第十四話・穏やかな夜
太陽も沈み、夜の闇が辺りを支配し始めた頃。
前線基地には久方振りに明るい笑い声が響いていた。
「カンパーイ!!」
クリフは酒の入ったジョッキを片手に持ち、それを高々と掲げる。そんな彼に倣い多くの兵や傭兵達も心底嬉しそうに笑顔でグラスを掲げた。

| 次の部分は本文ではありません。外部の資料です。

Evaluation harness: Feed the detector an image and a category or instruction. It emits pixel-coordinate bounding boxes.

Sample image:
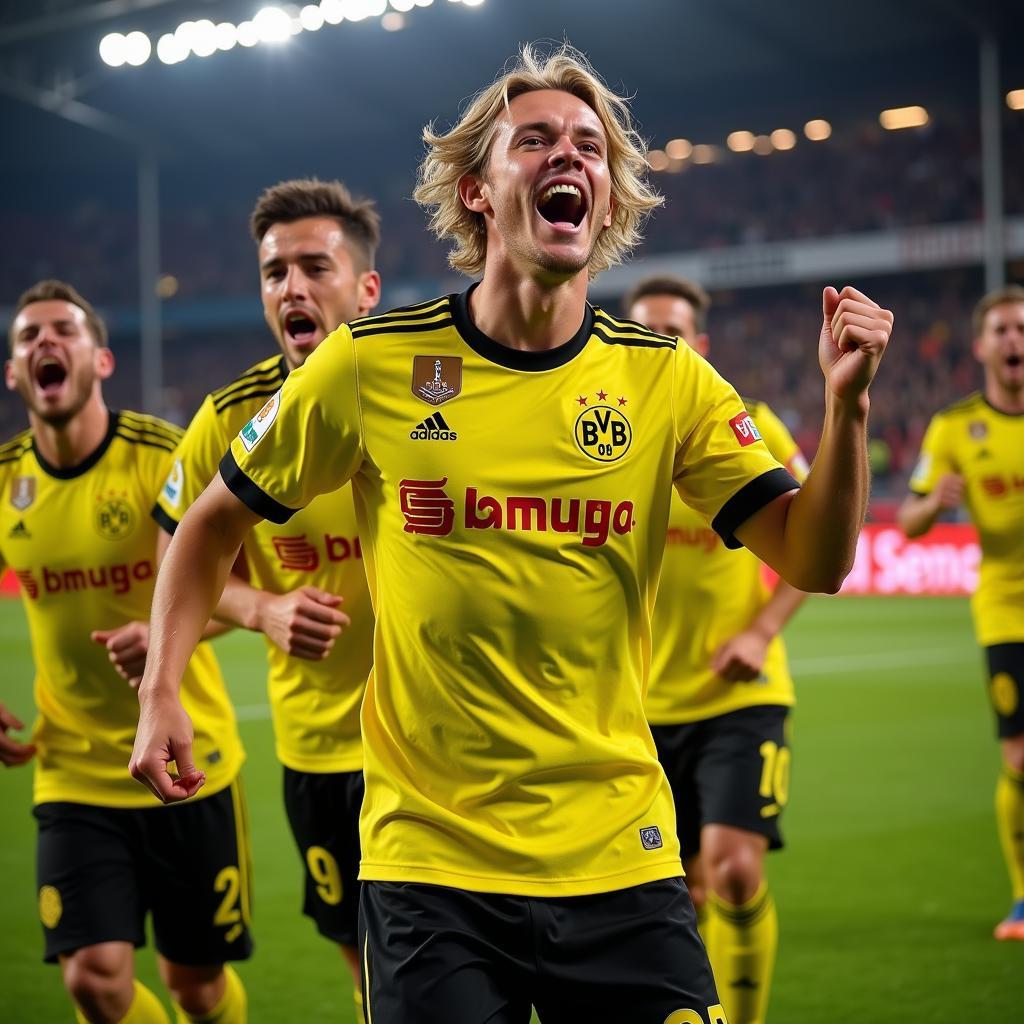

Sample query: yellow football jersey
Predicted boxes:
[647,398,807,725]
[910,393,1024,647]
[0,412,244,807]
[153,355,374,772]
[221,293,795,896]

皆、非常に嬉しそうだ。抑え切れない喜びが表情に滲み出ている。ジョッキを呷り、クリフは喉を鳴らして酒を飲み干すと、腹の底から満足そうな声を洩らして逆手の甲で口元を拭う。
「っかぁー! 勝利の酒はやっぱウマいなあ!」
そんな様子を傍らで見ていたウィルは、思わず眉尻を下げて苦笑いを浮かべる。
ウィルはもちろんのこと、ジュード達一行はいずれも未成年だ。酒の感想についてはまだよく分からない。
クリフはそんなウィルに気付くと、親しげに肩など組みながら双眸を細めて絡んだ。タチの悪い酔っ払いの如く。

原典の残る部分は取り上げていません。